Nafcillin (Nallpen):  treatment of penicillin G-resistant Staphylococcus aureus.  Adult: IM/IV: 500 mg- 1g q4-6 hours, max 12 g/day.  Child: IM: 25 mg/kg b.i.d.   IV: 50-200 mg/kg/d in 4-6 doses, max 12 g/day
Oxacillin sodium (Bactocill):  For penicillin-resistant staphylococci.  Adult: PO: 500mg -1 g, q 4-6 hours.  IM/IV: 250mg to 1 g, q4-6 hours.  Child: PO/IM/IV: 50-100 mg/kg/d in divided doses 
Pharmacokinetics:
                Amoxicillin- greater than 80% absorbed in the GI tract, it is 20% protein bound, with 60-70% excreted in the urine.  Its half-life is 1-1.5 hours.  Clavulanate is 30-40% excreted in urine.  Fifty percent of Ampicillin is absorbed in the GI tract, it is 15-28% protein bound, with a half-life of 1-2 hours.  Sulbactam has the same absorption, is 28-38% protein bound, with a half-life of 1-2 hours.  Dynapen is absorbed 35-76% in the GI tract, it is 95% protein bound, it’s half-life is 0.5-1 hour.  It is 90% protein bound, and its half-life is 1 hour.  Bactocill is 95% protein bound, with a half-life of 0.5-1 hour. 
Pharmacodynamics:
Amoxicillin interferes with cell-wall synthesis, causing cell destruction.  Clavulanic acid added in Augmentin increases the effect of amoxicillin by decreasing resistance to the drug.   Onset is 0.5 hour, peak 1 hour, duration 4-6 hours. 
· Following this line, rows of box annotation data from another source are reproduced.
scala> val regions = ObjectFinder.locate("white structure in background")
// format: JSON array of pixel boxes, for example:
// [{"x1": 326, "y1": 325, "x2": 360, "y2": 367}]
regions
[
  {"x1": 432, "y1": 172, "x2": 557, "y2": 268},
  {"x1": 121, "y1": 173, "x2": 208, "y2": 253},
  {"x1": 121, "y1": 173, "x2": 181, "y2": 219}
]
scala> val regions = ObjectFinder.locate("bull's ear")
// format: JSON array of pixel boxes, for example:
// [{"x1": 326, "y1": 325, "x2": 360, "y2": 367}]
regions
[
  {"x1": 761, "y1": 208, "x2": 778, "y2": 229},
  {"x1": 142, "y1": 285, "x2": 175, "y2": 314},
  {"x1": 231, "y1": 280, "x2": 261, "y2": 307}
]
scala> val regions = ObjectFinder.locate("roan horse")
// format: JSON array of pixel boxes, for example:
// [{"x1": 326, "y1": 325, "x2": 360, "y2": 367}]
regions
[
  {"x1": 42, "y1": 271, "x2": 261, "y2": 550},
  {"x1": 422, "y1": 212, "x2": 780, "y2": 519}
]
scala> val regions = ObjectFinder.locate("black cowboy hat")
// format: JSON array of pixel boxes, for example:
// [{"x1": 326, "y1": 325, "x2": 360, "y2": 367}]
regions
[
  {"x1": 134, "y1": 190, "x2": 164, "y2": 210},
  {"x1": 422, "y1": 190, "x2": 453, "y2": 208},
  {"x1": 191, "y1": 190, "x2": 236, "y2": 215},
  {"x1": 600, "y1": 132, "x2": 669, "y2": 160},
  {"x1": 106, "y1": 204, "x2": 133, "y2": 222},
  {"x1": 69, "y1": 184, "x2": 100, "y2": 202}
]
(Kee, Hayes & McCuistion, 2012)
Side Effects:  Amoxicillin; Ampicillin; Augmenten:  Nausea, vomiting, diarrhea, rash, edema, stomatitis; Dicloaxdillin: abdominal pain, flatulence; Nafcillin; Oxacillin: Nausea, vomiting, diarrhea, rash.
Adverse reactions:  Superinfections;  Severe: respiratory distress, anaphylaxis, hypotension, blood dyscrasias, hemolytic anemia, bone marrow depression.